More than 10,000 villagers were evacuated after a truck loaded with chlorine overturned on a highway in eastern China, spewing a searing chemical fog that killed 28 people and sickened hundreds, the government said yesterday.
The truck was carrying a tank loaded with 30 tonnes of chlorine when it crashed late Tuesday near the city of Huai'an in Jiangsu Province on the main highway linking Beijing and Shanghai, the official Xinhua News Agency said, citing local officials.
Some 450 people, dozens of them in critical condition, were being treated for vomiting, dizziness and coughing, the Shanghai Daily reported. Newspaper photos showed women breathing from oxygen tanks in a crowded local hospital, some of them two to a bed.
PHOTO: EPA
The accident added to a string of deadly accidents in China involving chlorine and other gases.
A leak of toxic fumes from a damaged gas well in the country's southwest killed 243 people in December 2003. Last March, a chlorine tank exploded in the industrial city of Chongqing, killing nine people and forcing 150,000 to flee their homes.

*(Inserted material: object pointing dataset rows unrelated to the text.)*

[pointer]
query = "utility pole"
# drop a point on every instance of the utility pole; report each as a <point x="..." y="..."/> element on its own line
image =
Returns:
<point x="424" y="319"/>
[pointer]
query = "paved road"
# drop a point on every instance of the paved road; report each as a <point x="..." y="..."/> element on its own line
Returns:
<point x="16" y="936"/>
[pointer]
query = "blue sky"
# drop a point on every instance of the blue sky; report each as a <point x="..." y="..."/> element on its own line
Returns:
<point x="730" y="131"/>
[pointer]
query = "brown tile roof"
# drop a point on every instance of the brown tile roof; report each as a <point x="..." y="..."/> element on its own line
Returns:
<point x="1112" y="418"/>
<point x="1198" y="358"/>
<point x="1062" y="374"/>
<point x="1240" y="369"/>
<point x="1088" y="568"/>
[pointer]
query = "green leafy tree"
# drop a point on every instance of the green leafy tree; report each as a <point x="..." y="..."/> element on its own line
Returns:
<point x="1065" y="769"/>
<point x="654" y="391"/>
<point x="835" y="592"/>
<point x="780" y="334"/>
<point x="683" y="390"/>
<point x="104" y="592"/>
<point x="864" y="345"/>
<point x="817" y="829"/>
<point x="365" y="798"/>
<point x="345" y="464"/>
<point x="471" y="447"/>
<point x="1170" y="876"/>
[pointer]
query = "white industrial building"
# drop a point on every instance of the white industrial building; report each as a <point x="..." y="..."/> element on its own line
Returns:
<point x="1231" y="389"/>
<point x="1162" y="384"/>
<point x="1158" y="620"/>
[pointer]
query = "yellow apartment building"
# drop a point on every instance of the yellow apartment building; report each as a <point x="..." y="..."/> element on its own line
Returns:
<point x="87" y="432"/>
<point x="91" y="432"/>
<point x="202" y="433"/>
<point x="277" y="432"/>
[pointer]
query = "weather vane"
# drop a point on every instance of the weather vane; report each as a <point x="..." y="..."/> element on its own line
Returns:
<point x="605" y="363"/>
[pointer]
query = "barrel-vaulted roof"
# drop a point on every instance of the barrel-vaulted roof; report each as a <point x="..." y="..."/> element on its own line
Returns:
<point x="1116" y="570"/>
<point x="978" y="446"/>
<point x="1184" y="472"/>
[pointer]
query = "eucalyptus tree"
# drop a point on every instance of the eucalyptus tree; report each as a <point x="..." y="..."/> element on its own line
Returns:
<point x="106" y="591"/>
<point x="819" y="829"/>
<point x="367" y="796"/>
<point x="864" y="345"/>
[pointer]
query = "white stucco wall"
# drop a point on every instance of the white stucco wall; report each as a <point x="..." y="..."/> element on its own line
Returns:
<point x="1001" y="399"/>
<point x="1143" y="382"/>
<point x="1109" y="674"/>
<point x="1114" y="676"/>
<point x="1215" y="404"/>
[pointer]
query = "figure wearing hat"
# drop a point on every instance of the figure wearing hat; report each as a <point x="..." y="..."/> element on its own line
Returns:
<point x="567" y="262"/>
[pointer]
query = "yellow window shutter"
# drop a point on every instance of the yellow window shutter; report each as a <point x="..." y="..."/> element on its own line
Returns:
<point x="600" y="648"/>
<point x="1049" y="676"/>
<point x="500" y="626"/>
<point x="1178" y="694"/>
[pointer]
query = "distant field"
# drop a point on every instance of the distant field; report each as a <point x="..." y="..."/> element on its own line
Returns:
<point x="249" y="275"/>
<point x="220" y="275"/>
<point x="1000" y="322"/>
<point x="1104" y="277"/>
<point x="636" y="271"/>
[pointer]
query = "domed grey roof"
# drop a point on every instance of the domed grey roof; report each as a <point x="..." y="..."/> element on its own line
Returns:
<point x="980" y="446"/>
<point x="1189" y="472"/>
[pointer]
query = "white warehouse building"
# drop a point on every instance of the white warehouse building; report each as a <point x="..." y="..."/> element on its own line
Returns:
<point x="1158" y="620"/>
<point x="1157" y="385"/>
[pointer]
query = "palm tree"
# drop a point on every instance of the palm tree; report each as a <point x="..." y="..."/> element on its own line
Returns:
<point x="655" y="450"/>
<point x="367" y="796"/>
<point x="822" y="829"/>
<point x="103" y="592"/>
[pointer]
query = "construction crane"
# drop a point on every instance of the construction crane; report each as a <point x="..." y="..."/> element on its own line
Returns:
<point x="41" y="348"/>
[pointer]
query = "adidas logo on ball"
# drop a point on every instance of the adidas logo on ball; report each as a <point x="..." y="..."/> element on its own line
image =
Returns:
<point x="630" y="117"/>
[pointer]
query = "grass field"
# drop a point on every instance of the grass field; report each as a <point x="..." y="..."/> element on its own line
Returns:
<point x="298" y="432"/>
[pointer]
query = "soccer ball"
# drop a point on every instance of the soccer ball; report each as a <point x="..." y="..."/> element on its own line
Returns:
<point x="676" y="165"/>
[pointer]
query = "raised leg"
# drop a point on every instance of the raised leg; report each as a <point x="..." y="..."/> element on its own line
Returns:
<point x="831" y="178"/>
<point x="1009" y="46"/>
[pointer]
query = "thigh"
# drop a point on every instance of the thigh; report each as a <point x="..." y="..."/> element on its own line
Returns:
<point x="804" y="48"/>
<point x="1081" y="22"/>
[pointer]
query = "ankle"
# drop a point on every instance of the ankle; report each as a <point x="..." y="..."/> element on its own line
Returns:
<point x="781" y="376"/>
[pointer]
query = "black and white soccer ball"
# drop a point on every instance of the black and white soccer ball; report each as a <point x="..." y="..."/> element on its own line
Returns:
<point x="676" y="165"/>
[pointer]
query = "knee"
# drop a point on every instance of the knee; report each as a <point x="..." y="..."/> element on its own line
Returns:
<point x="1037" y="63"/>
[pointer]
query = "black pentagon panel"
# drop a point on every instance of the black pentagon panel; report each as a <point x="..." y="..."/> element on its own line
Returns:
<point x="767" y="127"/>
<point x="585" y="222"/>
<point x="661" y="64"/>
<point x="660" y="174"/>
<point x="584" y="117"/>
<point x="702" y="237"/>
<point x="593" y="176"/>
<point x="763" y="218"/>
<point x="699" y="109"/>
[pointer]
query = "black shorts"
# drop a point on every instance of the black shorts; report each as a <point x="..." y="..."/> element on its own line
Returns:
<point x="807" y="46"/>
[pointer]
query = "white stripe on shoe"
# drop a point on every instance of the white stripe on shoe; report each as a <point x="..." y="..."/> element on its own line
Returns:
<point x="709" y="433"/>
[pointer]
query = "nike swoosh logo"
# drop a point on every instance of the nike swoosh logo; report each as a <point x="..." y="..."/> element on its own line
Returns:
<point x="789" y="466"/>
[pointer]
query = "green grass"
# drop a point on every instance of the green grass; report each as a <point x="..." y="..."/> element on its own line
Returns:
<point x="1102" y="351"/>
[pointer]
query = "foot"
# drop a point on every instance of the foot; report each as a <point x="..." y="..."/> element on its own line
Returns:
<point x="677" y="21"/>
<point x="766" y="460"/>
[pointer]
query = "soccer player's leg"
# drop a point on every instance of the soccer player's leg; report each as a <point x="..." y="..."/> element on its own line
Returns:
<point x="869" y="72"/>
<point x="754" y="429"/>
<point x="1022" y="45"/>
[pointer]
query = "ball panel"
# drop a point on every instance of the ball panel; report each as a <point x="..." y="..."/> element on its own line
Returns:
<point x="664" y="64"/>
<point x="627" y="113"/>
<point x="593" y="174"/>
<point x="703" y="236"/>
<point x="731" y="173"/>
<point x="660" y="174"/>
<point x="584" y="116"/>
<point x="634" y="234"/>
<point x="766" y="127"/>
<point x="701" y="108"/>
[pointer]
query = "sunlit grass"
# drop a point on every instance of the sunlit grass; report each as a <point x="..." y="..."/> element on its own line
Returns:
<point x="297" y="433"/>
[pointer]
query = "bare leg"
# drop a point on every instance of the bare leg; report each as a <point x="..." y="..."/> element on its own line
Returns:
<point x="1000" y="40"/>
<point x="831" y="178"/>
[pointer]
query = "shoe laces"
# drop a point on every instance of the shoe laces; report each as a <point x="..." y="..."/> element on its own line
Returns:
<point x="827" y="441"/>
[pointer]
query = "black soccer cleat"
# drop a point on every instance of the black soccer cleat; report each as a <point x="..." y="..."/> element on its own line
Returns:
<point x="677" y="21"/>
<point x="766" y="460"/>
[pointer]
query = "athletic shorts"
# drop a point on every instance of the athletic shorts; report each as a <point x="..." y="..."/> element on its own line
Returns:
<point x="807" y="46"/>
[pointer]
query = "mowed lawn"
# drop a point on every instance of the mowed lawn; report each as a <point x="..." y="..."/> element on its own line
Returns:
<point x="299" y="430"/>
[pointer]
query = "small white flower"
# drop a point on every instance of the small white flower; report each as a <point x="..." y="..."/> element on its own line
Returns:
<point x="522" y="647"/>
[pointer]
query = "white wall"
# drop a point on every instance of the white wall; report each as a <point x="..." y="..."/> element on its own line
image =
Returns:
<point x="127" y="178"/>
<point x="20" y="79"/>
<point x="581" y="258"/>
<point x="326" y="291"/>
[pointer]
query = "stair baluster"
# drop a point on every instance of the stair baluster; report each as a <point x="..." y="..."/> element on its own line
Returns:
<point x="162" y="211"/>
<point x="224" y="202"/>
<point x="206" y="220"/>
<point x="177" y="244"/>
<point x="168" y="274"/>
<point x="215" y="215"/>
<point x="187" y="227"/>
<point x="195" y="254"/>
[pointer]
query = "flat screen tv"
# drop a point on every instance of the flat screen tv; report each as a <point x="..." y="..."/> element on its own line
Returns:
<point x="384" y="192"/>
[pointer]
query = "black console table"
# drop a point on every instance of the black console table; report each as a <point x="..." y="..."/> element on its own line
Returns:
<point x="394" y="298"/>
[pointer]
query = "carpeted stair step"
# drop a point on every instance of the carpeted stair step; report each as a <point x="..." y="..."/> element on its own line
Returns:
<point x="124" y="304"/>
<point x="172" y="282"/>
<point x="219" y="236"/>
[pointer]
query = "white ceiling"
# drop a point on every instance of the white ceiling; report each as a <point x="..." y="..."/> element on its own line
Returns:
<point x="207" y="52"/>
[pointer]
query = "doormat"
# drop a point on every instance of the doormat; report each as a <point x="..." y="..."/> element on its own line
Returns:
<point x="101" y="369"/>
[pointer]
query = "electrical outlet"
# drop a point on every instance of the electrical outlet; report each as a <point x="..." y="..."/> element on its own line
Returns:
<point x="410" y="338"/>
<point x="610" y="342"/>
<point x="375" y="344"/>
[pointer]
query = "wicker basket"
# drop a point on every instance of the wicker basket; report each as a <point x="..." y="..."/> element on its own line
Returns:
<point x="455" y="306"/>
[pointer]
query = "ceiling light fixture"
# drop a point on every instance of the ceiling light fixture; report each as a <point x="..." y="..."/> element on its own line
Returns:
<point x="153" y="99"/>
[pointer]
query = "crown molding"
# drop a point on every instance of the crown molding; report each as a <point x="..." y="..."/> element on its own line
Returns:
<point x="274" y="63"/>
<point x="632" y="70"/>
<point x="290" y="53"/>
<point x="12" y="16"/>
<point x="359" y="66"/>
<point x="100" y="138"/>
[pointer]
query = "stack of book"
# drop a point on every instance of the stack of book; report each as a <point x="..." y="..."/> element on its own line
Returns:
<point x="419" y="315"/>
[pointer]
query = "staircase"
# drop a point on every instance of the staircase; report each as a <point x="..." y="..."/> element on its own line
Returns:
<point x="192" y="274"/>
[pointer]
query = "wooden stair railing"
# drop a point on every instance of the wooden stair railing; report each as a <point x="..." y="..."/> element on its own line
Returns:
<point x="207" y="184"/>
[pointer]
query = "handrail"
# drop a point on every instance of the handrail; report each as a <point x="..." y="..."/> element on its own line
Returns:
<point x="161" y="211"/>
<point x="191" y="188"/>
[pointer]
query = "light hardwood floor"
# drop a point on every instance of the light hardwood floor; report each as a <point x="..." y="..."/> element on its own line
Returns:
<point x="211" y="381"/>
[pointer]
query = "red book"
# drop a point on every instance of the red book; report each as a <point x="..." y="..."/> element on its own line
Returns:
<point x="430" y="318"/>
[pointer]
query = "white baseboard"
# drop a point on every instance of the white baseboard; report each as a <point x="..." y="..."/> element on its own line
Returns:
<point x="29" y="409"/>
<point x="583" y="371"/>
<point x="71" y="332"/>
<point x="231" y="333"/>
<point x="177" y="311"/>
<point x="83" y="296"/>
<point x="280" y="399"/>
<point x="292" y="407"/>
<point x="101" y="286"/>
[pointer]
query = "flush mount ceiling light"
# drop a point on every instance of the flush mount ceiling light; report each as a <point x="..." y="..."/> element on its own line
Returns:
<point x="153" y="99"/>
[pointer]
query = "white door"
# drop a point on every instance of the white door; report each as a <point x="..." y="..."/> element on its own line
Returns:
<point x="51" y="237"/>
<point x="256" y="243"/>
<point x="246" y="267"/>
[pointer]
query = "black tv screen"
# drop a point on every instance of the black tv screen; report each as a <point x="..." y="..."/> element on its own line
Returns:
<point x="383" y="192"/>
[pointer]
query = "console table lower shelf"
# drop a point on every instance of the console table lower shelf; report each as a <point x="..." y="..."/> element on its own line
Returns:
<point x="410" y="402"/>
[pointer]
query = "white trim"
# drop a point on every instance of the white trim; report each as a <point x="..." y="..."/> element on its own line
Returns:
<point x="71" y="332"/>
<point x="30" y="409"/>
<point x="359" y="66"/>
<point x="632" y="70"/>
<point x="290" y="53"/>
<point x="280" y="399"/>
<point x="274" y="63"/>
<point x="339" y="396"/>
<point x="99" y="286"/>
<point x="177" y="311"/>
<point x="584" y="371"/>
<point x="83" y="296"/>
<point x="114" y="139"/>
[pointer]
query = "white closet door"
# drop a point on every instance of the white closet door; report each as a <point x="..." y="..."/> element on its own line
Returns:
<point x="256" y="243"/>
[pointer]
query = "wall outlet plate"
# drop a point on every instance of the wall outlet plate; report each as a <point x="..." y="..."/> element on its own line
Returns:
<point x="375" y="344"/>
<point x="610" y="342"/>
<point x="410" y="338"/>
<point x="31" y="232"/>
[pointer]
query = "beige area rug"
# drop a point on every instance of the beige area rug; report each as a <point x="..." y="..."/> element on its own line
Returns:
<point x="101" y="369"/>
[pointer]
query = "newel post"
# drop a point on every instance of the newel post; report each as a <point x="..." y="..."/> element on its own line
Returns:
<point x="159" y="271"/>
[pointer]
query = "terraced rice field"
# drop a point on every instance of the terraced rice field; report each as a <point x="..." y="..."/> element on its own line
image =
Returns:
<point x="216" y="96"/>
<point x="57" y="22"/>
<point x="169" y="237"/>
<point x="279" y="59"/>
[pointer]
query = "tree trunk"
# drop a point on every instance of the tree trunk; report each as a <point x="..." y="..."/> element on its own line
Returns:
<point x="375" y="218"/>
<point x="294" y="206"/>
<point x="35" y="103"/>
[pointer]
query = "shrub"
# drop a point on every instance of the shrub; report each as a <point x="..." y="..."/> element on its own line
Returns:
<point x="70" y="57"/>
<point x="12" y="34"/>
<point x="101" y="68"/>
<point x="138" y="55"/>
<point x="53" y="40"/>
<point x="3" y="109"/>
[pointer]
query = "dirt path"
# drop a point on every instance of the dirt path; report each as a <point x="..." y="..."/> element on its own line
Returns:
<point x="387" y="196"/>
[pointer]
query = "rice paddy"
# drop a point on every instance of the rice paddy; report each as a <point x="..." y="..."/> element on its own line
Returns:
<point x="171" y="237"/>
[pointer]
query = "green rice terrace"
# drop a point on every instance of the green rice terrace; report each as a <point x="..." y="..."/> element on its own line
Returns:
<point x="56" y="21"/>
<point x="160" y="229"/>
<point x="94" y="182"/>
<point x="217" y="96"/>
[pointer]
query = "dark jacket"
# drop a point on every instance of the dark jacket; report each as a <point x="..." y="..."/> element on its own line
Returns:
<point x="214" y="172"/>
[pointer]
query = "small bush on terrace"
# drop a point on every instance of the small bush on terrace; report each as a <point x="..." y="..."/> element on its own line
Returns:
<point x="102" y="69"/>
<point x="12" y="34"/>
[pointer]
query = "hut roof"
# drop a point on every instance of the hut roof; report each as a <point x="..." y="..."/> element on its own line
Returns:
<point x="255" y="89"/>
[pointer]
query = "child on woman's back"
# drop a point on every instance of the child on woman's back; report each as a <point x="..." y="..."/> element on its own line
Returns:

The truck carrying the chlorine tank overturned Tuesday after a tire blew out and it struck another truck near Huai'an, Xinhua said. News photos showed the tank lying in the road, while firefighters in oxygen masks tried to move it with a heavy-duty crane.
The driver of the second truck was killed instantly, news reports said.
The tank truck's driver fled as a "ghostly white haze" spread along the road, the Shanghai Daily said. It said he later surrendered to police, but authorities believed the failure to report the disaster immediately delayed rescue and clean-up work.
Chlorine forms a yellow-green gas that burns the skin and eyes and can kill by damaging the lungs, according to the Web site of the US National Institutes of Health.
The tank was moved to another site by late Wednesday but was still leaking gas, the newspaper said.
Earlier, emergency crews dragged the tank into a ditch, surrounded it with a sandbag dike and drenched it in alkaline liquid in an attempt to stop the chlorine from blowing away, said an official reached by phone at the Huai'an fire department headquarters.
The rescue effort involved more than 100 firefighters, more than 10 of whom had to be treated for exposure to the gas, said the official, who wouldn't give his name.
The provincial government ordered an investigation, the report said.